The Nobel Prize in Literature was given to author Kazuo Ishiguro.
Amazon is planning a video series based on stories by Philip K. Dick. Date of release is not yet announced.
Click here to see the trailer for Stephen Spielberg's Ready Player One, currently scheduled to debut March 30th. Look for the DeLorean. (Hint-it's moving quickly and is black and you're more likely to find it if you watch one of the explanatory videos that elaborates on the trailer.) If you want to, stay on the YouTube page and see lots more about Ready Player One. After all, it's a movie about the native online generation.

Friday, February 22, 2008

Opinions Vary on Atonement

As the nominator and leader for Atonement, by Ian McEwan, I'd like to thank everyone who was at our meeting Monday! I didn't have any personal investment in the book as a favorite I was recommending; I hadn't read the book before nominating it! But I did enjoy reading the book, and I was very interested in what ideas would come up at the meeting to enrich my experience of the book. I was not disappointed! The discussion helped me understand some confusing aspects of the book and showed me aspects I hadn't noticed. It did turn out to be a good book for discussion, didn't it?

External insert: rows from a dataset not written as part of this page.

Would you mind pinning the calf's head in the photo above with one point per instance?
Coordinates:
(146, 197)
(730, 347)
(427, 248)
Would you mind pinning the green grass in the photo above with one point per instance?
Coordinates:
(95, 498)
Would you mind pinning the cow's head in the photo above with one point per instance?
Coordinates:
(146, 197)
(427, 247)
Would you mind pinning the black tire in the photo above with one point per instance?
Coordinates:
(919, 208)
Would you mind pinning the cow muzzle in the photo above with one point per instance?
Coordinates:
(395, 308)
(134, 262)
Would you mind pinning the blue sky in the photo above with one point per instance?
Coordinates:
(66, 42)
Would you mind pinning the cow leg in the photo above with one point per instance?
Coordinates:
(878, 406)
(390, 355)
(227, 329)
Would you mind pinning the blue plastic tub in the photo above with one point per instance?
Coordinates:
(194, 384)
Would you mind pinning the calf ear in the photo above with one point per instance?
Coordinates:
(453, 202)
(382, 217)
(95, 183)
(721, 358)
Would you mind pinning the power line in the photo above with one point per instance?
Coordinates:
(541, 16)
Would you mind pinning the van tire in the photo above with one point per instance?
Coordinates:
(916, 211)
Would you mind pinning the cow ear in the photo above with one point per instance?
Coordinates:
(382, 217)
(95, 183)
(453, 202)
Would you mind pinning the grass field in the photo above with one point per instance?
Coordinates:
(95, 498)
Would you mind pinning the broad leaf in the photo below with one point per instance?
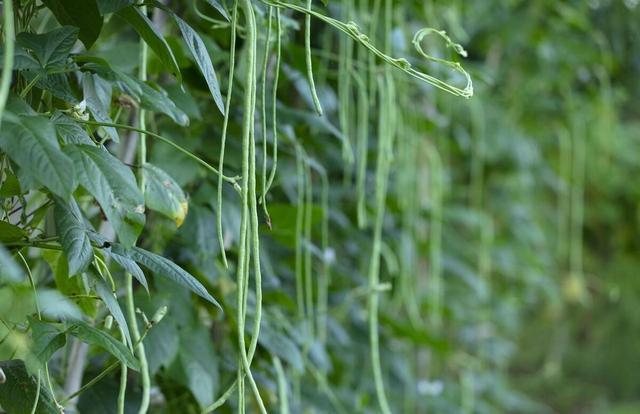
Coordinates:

1) I think the most fun idea that arose at the meeting was that we couldn't be totally sure as to where the author intended the imaginary to begin and the reality to end. I guess the problem arose when we started trying to decide whether Briony had actually seen the wedding of Lola and Marshall or whether they had married at all. Certainly, it would have made sense for them to not really have married and lived together in marital bliss all those years. But then, why not? In some ways, they seemed to deserve each other! I did feel that there is a strong possibility that by rereading this book, any of us might uncover some clues and find that the story was really more defined than we were able to discern at first reading. I think we all agree that none of us really wants to do that. Maybe sometime one of us will reread it; maybe for another book club or maybe just out of curiosity. Please let us know!
I can just imagine college students writing lengthy papers on this book!

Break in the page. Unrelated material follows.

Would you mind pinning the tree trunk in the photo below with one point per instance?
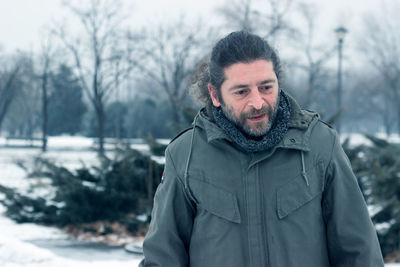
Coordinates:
(44, 112)
(100, 124)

2) It seems that those of us who had seen the movie enjoyed it and found it to be a very satisfying rendition of the book. I was surprised, as my guess would be that a book club would like the book much more than the movie. I haven't seen the movie yet; it's on our Netflix queue, so we'll probably be seeing it at home. I don't mind waiting for this movie. It's not as though I'm going to forget the book while waiting for the movie - not after that discussion! And, we have a new TV...(Yes, it's very nice; and no, we can't imagine how we could ever have enjoyed our old TV for 10 years!) The more I think about the movie being so well received by our group, the more I am beginning to think that the author wrote the book with a movie in mind, whether purposely or subconsciously. From what I had read about Ian McEwan, I thought he would be all novelist and not part screenwriter; but maybe that was naive.
3) I thought the book was excellent and enjoyed every bit of it, even though I was confused occasionally. Other opinions ranged from disliking the whole book to having trouble getting into it for the first half of the book and then enjoying the book as a whole because of the momentum it finally gained. One member had read 4 or 5 McEwan books and disliked every one so much that she decided not to read this one. She said that McEwan's choppy sequencing and vague, shall we say illusionary or maybe allusionary, as in his alluding to things but not making them clear, style is just not fun for her. It is interesting to hear an opinion that differs from one's own, especially when it is backed up with reasons that make sense. Some of us said we would definitely like to read another McEwan book and some said definitely not.